Mali, Burkina Faso ve Nijer askeri diktatörlükler haline geldiklerinden beri, iç birlik jestlerini ve aynı zamanda Batı ve bölgesel komşularıyla bağlarını koparma eylemlerini çoğalttılar. ECOWAS'ın 2023 yazında Nijer'e karşı teşvik ettiği askeri müdahale tehdidi, bu politika için bir dönüm noktası oldu: Mali ve Burkina Faso liderleri, topraklarına yabancı birliklerin girmesi durumunda Nijer'e askeri desteklerini açıkladılar.
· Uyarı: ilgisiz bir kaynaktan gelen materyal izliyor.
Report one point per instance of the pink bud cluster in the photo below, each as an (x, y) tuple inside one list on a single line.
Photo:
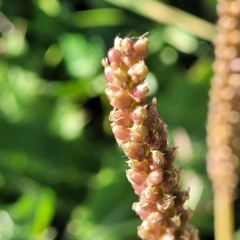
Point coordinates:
[(143, 137)]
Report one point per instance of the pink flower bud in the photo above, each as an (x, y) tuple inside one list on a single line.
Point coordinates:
[(120, 132), (153, 140), (151, 193), (114, 57), (170, 179), (138, 72), (135, 177), (118, 99), (140, 46), (138, 133), (140, 92), (117, 78), (155, 177), (153, 113), (144, 209), (156, 159), (120, 117), (127, 46), (170, 154), (134, 150), (138, 166), (139, 114), (138, 188)]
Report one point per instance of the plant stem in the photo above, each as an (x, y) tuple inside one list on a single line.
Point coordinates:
[(224, 118), (223, 208)]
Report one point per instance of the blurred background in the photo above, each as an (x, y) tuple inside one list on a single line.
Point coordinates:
[(62, 175)]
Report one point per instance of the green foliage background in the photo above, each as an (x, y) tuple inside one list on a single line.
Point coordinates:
[(62, 175)]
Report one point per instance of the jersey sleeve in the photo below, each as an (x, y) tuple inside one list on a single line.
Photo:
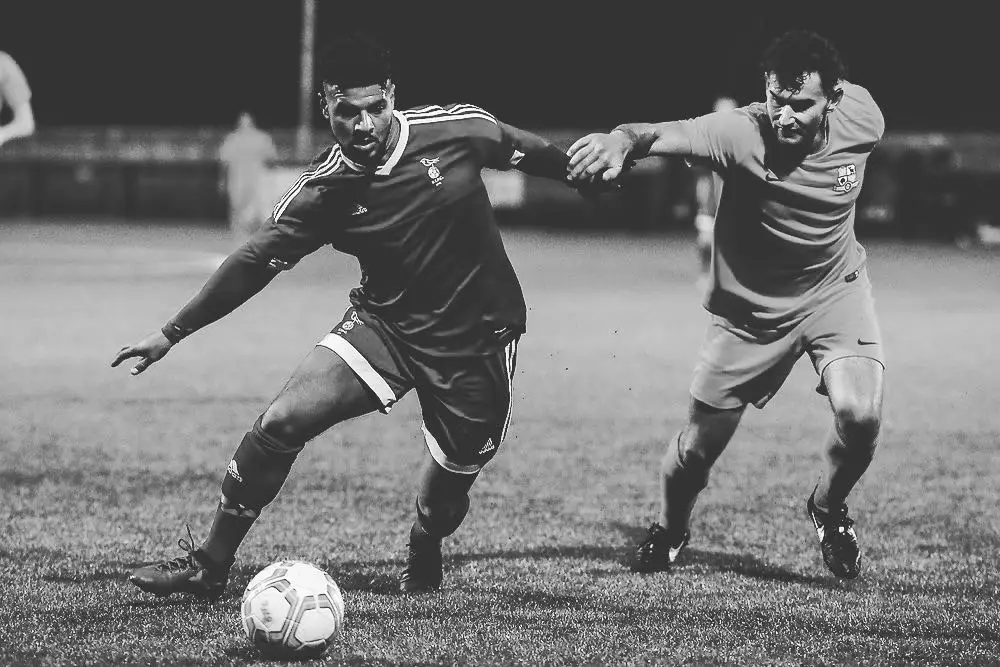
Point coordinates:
[(300, 222), (862, 116), (722, 138), (13, 83)]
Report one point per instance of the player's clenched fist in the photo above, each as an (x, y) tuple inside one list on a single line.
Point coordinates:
[(150, 350), (598, 155)]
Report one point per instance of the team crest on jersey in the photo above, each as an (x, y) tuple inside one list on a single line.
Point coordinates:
[(433, 172), (847, 178), (349, 324)]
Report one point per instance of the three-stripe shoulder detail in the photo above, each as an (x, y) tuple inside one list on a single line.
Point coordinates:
[(324, 168)]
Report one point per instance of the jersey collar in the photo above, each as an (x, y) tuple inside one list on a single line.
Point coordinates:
[(397, 152)]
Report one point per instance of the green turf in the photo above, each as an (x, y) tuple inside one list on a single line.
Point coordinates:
[(99, 471)]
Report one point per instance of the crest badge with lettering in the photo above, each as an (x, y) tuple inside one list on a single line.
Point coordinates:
[(847, 179)]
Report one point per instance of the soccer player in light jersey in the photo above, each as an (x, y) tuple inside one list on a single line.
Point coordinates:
[(439, 309), (788, 277), (16, 94)]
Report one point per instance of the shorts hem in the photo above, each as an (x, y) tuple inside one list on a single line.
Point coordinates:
[(827, 362), (362, 368), (715, 404)]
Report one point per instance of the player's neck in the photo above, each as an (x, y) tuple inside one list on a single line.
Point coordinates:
[(822, 137), (391, 141)]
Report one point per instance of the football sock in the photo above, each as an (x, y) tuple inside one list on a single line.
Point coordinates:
[(254, 476), (847, 463), (681, 482)]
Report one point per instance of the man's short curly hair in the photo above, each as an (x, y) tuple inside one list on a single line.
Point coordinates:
[(354, 61), (799, 52)]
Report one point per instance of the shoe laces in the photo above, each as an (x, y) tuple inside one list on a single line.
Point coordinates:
[(650, 545), (186, 562), (837, 521)]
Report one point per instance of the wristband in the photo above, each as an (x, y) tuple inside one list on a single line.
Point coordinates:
[(173, 333)]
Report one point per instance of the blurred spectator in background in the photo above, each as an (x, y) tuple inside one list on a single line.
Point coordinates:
[(707, 188), (245, 156), (15, 93)]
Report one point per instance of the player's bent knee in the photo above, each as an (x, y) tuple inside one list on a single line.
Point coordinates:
[(258, 468), (858, 425), (439, 518), (686, 465)]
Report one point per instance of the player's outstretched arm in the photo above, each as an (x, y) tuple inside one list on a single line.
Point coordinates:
[(149, 350), (234, 282), (604, 156)]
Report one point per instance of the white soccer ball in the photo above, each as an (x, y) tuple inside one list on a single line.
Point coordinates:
[(292, 607)]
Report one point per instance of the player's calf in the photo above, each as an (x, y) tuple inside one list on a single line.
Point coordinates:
[(424, 569), (659, 549), (837, 539)]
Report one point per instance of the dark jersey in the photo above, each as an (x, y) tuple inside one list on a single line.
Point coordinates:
[(434, 271)]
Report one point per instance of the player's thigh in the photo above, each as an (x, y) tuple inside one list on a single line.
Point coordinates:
[(736, 367), (844, 342), (322, 391), (467, 408), (352, 371)]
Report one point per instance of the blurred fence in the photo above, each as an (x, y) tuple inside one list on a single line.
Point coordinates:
[(917, 185)]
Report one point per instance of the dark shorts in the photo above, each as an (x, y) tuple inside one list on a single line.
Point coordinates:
[(737, 367), (465, 401)]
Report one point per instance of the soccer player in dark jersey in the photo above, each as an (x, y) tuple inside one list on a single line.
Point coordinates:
[(438, 310), (788, 277)]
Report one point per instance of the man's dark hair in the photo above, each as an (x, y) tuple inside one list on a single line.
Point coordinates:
[(799, 52), (353, 61)]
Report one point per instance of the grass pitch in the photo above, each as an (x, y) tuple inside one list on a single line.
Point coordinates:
[(99, 471)]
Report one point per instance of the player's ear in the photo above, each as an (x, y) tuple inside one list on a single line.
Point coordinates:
[(324, 109), (390, 93), (838, 95)]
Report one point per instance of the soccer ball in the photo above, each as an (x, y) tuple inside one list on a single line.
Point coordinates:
[(292, 607)]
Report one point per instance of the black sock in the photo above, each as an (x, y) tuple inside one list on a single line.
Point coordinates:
[(254, 476), (229, 528)]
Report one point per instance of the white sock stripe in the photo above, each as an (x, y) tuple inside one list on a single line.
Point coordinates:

Bu anlaşma ESA'nın ortaya çıkmasına neden oldu ve hemen ardından ECOWAS ile bir yıllık bir süre için bağların koparılması duyuruldu. O zamandan beri, üç ülke vatandaşlarının hareketi için ortak bir alan yarattı, ortak pasaportlar verdi ve ortak bir tehdit olan cihatçılığa karşı mücadelede çabalarını birleştirdi.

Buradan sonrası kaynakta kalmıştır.